To better address the association between COVID-19 mortality and underlying chronic conditions, the researchers noted that health systems will need to use data and employ improved data sharing practices to focus interventions on communities that are most at-risk.
“While the signals are clear that non-communicable diseases are a risk factor for covid-19, the granular data from the more than 400,000 deaths worldwide are not freely available to global health researchers to analyze the role of competing risk factors, disease history, medicine interactions, or other potential socioeconomic or demographic associations,” researchers said.

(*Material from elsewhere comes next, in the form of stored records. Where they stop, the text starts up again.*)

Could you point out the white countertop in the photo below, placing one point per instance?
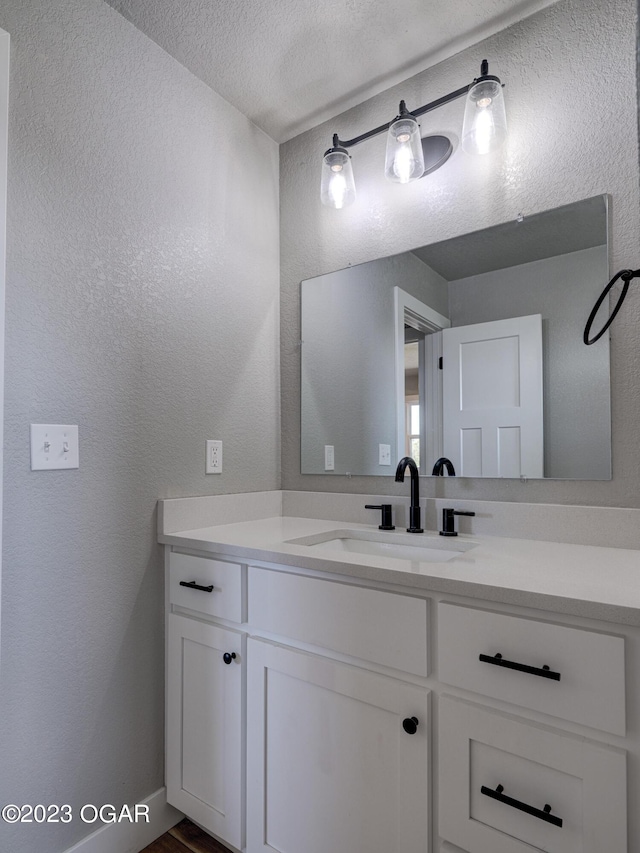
(582, 580)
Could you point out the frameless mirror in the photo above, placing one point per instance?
(469, 349)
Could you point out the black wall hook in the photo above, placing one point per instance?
(626, 276)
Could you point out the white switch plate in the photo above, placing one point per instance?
(213, 462)
(329, 457)
(54, 446)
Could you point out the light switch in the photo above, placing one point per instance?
(329, 457)
(54, 446)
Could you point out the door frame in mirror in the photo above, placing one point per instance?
(409, 311)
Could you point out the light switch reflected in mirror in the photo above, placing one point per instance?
(509, 304)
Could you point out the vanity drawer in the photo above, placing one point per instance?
(380, 627)
(590, 689)
(224, 601)
(510, 787)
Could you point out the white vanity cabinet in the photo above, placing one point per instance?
(513, 785)
(338, 757)
(380, 718)
(204, 708)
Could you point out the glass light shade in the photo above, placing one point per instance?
(337, 188)
(485, 122)
(404, 161)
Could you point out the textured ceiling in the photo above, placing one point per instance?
(291, 64)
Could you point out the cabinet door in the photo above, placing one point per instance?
(204, 725)
(330, 766)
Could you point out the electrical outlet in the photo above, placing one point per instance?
(384, 454)
(213, 463)
(329, 457)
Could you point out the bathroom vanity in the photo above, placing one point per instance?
(332, 696)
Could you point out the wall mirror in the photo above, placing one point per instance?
(470, 348)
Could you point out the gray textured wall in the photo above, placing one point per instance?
(142, 304)
(557, 65)
(576, 410)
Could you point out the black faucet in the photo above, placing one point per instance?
(414, 510)
(443, 462)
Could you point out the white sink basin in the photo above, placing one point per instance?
(403, 546)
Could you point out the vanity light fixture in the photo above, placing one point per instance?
(484, 129)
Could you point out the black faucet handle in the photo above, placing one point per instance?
(448, 525)
(386, 522)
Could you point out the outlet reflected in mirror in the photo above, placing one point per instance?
(510, 304)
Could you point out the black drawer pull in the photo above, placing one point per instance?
(542, 671)
(194, 585)
(542, 814)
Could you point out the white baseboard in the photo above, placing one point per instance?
(127, 837)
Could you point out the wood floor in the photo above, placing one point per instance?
(185, 837)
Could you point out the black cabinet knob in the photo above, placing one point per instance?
(410, 725)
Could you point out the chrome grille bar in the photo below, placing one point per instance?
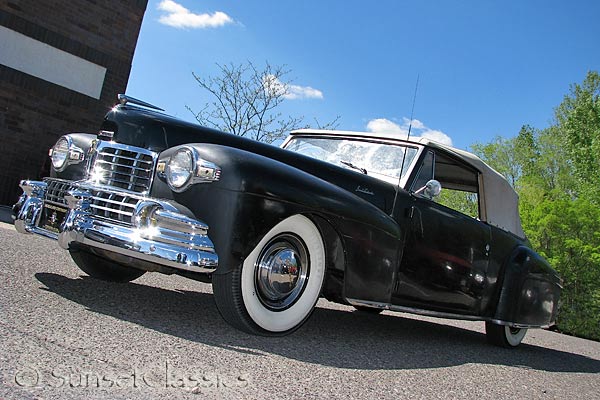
(124, 167)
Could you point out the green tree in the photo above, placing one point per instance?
(578, 121)
(556, 174)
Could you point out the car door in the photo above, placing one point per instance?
(445, 256)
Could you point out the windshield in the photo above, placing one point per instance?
(381, 160)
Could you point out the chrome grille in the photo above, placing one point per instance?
(56, 190)
(124, 167)
(113, 206)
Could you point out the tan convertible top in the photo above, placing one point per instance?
(499, 201)
(500, 205)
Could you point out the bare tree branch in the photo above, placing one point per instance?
(245, 102)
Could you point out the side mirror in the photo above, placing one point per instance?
(431, 189)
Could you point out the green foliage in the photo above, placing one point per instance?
(556, 172)
(567, 233)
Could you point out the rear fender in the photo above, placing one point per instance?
(530, 291)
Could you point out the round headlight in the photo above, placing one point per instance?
(180, 168)
(60, 153)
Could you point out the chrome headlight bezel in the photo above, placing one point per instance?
(198, 170)
(65, 153)
(180, 169)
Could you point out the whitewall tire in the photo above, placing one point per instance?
(279, 282)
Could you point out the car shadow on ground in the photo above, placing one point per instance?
(337, 338)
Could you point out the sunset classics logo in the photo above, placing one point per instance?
(161, 377)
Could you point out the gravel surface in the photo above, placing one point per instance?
(64, 335)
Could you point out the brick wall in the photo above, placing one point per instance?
(34, 112)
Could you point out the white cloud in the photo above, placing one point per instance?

“Where available, it is either for purchase or researchers must sign restrictive data sharing agreements.”
Additionally, the group said that the healthcare industry should move from a vertical approach to build synergies across care platforms, particularly between underlying chronic conditions and infectious diseases.
“Rather than applying blunt tools such as lockdowns to the entire population, we must target those at risk, with more localized interventions,” researchers said.
Finally, the industry should aim to provide socioeconomically vulnerable populations with the means to reduce the pandemic response effects on poverty. The authors noted that a similar intervention is already underway in Pakistan, where the government has provided over 80 million people with emergency cash transfers.
Thus far, interventions around the world have focused only on COVID-19 and have targeted entire populations instead of those most vulnerable. This has resulted in a misallocation of resources, the team stated. Going forward, health system leaders should seek to drill down interventions to high-risk groups of patients.
“In the global response to COVID to date, we have witnessed mass fear and confusion as well as a tremendous misallocation of resources as a result of targeting the entire population rather than those most at risk,” said Schwalbe.
“However, as COVID-19 continues to spread and there is talk of a second wave, it is not too late to apply the tools of precision, evidence-based public health to address the underlying drivers of morbidity and mortality – and this means focusing prevention efforts on people suffering from NCDs.”